Still, if I learned anything from my decade as a vegetarian it’s that one person’s choices don’t honestly matter. The carbon offset idea extends the individual’s economic impact, by subsidizing projects that federal tax dollars won’t invest in. But it’s a fair question what additional contributions I am capable of and willing to make.

Tags: An Inconvenient Truth, Climate Change, Al Gore


In a feature in the New York Review of Books, Bill Moyers delivers one more knife to the gut with another lucid, bitter reflection on the new reality. In this case, the uselessness of environmental ethics in the face of the Rapture and its growing constituency in America and within its halls of power.

On some level of hyperrationality I understand that my faith in science is as subjective and unprovable as American Christians’ unquestioning adherence to the raving of madmen and liars, but at an even more fundamental level we’re all stuck with each other so why can’t we just adopt some common principles of respect for each other and our children and our children’s children. It’s just being good roommates.

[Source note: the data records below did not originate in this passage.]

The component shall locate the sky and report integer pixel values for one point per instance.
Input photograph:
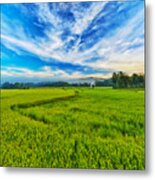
(67, 41)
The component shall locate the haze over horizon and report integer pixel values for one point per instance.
(66, 41)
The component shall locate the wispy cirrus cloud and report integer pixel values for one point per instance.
(95, 37)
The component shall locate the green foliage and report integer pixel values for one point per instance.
(122, 80)
(73, 128)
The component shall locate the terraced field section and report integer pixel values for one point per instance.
(73, 128)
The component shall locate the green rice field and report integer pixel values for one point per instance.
(101, 128)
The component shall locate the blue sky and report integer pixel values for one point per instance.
(64, 41)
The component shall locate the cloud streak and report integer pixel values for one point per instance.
(101, 36)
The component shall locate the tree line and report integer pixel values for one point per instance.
(122, 80)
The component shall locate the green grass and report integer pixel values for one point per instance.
(73, 128)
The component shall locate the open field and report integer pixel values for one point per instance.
(73, 128)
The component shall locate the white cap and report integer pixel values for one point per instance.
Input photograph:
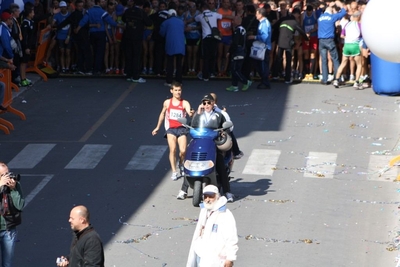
(210, 189)
(172, 12)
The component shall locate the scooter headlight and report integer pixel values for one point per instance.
(198, 165)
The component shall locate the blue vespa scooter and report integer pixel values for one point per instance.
(201, 155)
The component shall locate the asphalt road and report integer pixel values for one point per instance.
(310, 191)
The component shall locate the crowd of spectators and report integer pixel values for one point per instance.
(136, 38)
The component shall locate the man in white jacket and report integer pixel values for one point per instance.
(215, 239)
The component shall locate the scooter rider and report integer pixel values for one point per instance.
(207, 117)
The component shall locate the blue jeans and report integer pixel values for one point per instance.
(328, 45)
(7, 244)
(263, 69)
(2, 92)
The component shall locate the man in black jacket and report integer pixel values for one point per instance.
(159, 41)
(237, 52)
(250, 23)
(86, 247)
(80, 39)
(135, 19)
(287, 27)
(11, 205)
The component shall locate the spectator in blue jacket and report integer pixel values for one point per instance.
(96, 16)
(173, 29)
(326, 35)
(6, 50)
(263, 35)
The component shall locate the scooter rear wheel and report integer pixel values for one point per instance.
(197, 192)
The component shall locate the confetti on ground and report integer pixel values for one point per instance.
(274, 240)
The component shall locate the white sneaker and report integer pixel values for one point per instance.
(174, 176)
(229, 197)
(182, 195)
(140, 80)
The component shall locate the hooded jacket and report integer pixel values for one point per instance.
(215, 238)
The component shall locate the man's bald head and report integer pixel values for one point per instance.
(79, 218)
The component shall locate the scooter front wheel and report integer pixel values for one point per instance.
(197, 192)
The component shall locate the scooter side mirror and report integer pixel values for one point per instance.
(182, 120)
(227, 125)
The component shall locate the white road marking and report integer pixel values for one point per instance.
(146, 158)
(378, 168)
(320, 163)
(262, 162)
(88, 157)
(38, 188)
(30, 156)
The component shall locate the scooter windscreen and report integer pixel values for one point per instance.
(206, 133)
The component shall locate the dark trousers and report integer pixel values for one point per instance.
(278, 63)
(221, 170)
(328, 45)
(185, 185)
(208, 51)
(133, 55)
(17, 64)
(235, 145)
(170, 68)
(236, 68)
(98, 42)
(84, 60)
(159, 55)
(263, 68)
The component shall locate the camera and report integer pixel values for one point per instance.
(15, 177)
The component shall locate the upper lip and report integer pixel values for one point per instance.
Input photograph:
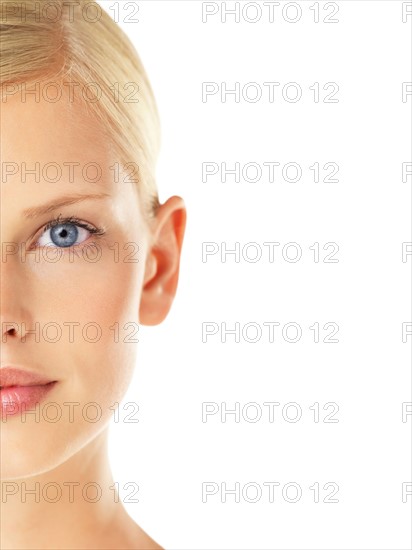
(10, 376)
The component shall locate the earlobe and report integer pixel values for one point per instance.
(162, 265)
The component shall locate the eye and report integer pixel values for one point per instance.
(63, 233)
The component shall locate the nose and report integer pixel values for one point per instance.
(15, 318)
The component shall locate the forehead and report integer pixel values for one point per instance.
(42, 130)
(52, 147)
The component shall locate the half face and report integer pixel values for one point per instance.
(74, 246)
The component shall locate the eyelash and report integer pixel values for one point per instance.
(59, 220)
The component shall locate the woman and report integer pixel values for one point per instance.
(88, 253)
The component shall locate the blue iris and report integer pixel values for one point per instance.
(64, 234)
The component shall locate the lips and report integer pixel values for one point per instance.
(22, 390)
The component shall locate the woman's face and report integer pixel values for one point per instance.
(72, 296)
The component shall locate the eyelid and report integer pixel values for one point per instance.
(60, 219)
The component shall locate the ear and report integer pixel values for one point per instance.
(162, 263)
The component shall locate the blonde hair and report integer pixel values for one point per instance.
(78, 42)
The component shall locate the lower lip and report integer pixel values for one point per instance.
(18, 399)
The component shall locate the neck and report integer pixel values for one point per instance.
(71, 506)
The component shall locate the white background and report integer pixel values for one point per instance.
(170, 453)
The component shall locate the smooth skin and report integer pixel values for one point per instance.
(73, 289)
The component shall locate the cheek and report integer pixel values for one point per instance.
(95, 305)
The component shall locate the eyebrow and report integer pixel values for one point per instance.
(36, 211)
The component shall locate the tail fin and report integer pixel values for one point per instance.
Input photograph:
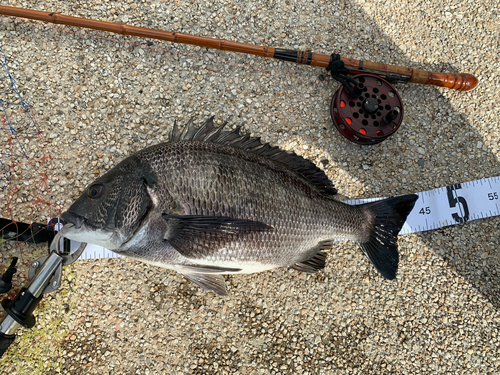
(381, 248)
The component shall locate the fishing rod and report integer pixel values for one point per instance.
(361, 109)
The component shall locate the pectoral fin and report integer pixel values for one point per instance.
(197, 237)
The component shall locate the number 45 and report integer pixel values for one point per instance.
(492, 196)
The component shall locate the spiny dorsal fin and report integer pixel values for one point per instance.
(208, 133)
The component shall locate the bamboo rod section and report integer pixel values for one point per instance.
(460, 82)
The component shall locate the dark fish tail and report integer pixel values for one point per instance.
(388, 217)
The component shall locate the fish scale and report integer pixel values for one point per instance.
(212, 202)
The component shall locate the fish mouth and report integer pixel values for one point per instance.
(73, 218)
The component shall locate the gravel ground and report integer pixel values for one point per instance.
(99, 96)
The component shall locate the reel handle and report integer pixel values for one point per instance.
(5, 341)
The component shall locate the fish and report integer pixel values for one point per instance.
(210, 202)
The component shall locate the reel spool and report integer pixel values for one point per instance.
(372, 117)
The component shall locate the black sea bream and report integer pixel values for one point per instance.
(210, 202)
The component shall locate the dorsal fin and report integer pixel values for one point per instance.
(208, 133)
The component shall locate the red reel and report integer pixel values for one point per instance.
(374, 116)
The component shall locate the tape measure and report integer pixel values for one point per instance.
(437, 208)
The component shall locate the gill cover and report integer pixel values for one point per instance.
(116, 202)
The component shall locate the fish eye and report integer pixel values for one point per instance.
(95, 191)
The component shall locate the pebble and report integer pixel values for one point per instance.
(98, 99)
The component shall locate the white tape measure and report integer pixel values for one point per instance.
(450, 205)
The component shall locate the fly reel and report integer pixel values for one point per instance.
(373, 116)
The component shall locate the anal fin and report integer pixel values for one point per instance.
(317, 261)
(213, 283)
(313, 265)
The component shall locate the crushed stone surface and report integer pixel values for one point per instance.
(99, 97)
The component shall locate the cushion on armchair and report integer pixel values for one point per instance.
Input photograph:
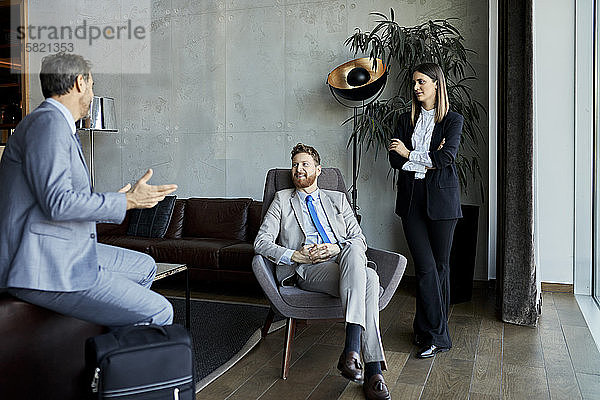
(152, 222)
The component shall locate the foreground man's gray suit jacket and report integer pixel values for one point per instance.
(47, 228)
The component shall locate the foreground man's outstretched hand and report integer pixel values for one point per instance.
(143, 195)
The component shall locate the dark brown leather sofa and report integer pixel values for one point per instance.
(212, 236)
(41, 352)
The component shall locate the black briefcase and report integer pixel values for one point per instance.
(141, 362)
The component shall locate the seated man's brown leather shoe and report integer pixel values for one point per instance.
(350, 366)
(376, 389)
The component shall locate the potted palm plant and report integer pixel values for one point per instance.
(402, 49)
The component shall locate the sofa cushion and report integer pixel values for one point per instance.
(113, 229)
(151, 222)
(237, 257)
(129, 242)
(216, 218)
(175, 229)
(194, 252)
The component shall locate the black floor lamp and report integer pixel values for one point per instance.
(357, 81)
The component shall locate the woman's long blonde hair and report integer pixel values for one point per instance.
(442, 105)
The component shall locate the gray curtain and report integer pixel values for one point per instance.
(517, 294)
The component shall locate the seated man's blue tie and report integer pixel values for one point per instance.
(315, 219)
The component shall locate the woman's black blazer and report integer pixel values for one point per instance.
(443, 192)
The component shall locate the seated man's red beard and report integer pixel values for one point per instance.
(304, 182)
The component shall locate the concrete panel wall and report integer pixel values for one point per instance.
(235, 84)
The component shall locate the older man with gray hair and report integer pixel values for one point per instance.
(49, 254)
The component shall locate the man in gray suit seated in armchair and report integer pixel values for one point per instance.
(49, 254)
(315, 240)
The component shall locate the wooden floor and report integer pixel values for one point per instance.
(489, 359)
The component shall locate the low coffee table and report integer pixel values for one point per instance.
(163, 270)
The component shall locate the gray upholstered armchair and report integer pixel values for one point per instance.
(294, 303)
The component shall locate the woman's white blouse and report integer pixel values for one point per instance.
(419, 158)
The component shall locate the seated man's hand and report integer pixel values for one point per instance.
(323, 252)
(302, 256)
(143, 195)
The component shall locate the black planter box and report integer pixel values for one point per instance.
(462, 255)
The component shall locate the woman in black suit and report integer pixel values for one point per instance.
(424, 150)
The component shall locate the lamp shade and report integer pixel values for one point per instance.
(357, 80)
(101, 117)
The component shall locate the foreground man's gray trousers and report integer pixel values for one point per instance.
(348, 277)
(120, 296)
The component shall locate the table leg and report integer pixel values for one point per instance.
(187, 299)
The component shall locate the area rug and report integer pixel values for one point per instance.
(222, 333)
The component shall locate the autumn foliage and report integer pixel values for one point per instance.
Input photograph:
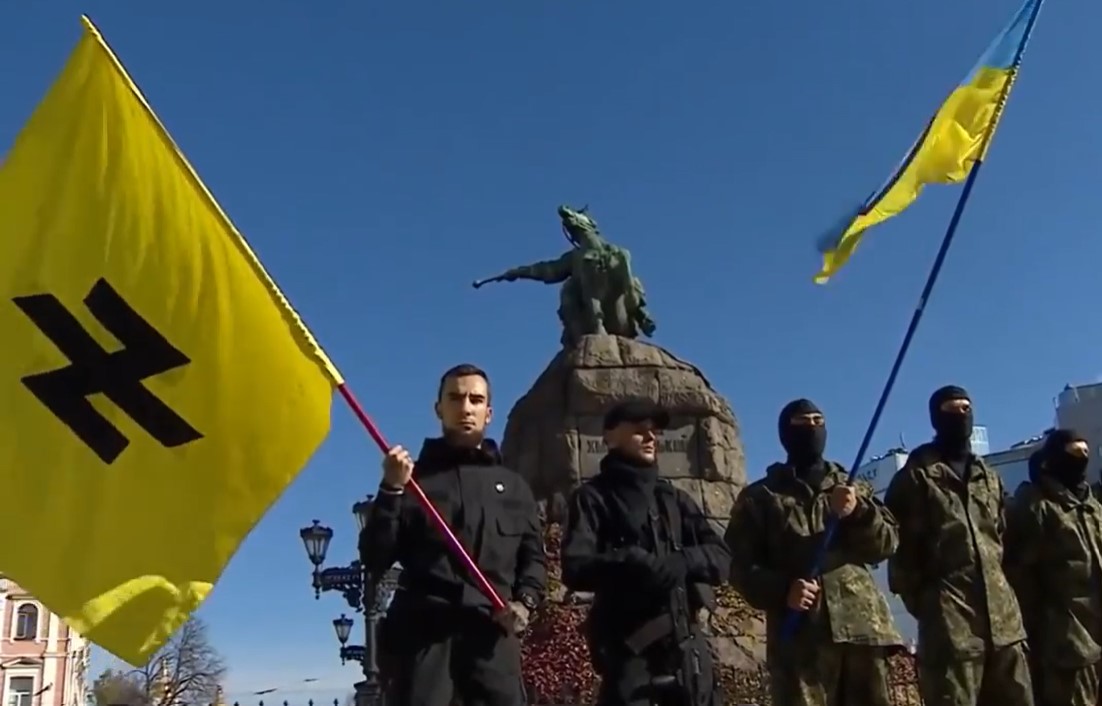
(557, 659)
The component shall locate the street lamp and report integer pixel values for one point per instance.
(363, 594)
(316, 540)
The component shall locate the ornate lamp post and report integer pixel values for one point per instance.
(359, 593)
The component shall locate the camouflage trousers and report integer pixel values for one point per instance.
(831, 675)
(1001, 677)
(1067, 687)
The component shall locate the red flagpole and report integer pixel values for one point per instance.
(424, 502)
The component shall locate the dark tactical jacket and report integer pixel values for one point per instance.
(594, 540)
(1054, 561)
(775, 531)
(489, 508)
(948, 569)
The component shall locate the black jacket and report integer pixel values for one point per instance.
(489, 508)
(605, 518)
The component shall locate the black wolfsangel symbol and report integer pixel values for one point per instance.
(118, 376)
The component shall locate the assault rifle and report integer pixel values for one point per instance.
(682, 685)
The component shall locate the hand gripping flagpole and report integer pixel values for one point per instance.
(792, 618)
(422, 499)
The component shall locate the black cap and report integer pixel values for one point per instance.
(639, 410)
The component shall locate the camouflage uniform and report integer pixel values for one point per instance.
(948, 572)
(840, 647)
(1054, 561)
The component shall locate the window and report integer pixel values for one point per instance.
(20, 691)
(26, 622)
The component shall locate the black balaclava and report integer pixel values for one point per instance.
(803, 442)
(1067, 468)
(953, 428)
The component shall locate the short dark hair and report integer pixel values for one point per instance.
(462, 370)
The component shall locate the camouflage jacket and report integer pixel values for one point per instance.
(948, 568)
(1054, 561)
(775, 531)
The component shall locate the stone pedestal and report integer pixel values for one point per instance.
(553, 434)
(553, 438)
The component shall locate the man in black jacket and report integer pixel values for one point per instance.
(441, 641)
(644, 549)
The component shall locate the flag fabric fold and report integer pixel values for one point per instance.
(158, 392)
(952, 142)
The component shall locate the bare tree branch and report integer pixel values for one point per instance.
(185, 672)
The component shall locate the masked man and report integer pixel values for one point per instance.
(1054, 539)
(948, 569)
(838, 655)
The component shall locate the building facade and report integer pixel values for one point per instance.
(42, 661)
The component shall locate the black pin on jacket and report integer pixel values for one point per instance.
(492, 511)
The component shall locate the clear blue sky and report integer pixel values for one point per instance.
(380, 155)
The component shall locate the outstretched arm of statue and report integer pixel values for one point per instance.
(547, 271)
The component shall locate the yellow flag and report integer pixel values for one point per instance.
(158, 393)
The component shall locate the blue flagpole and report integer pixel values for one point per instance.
(792, 619)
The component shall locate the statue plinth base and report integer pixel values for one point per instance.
(553, 434)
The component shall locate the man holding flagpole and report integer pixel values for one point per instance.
(948, 568)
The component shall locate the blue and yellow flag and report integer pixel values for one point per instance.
(953, 141)
(158, 393)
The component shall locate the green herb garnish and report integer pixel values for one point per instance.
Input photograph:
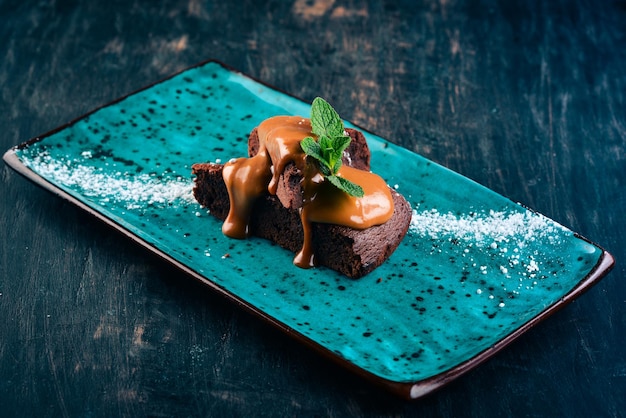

Because otherwise honestly, I could opt for solipsism and set these fucking people aflame with gasoline, and why would it even matter.

Which, basically, I suppose is my complaint.

That their Rapture is the fire in which they intend to let me and my family burn, because we do not live in [h]im or believe in [h]im so we can all just stay on this poisoned, flooding, barren earth to die.

It does not create a space of lovingkindness for discourse that is even civic, let alone civil.

As Probst is fond of repeating, Survivor is a social game.

So when you’ve got players who can’t wait to be yoinked off the island, because the soft bed, warm shower, and bar tab waiting back at the resort seems like a better deal than the arguing and insects and unripe coconuts, it makes for a poor showing at the challenges, and frankly it’s just bad television.

Which brings us back around to today’s questions:
What kind of a world do you tell The Boy he is entering into? How do you teach The Boy the gospel truth without the book of John? And what is that jammed under Daddy’s ribs, and will the bleeding stop soon?

post scriptum March 10
NYT article on a movement within the evangelical community to embrace the science of climate change and the call to slow it. As with all things, there is more than one reality at work.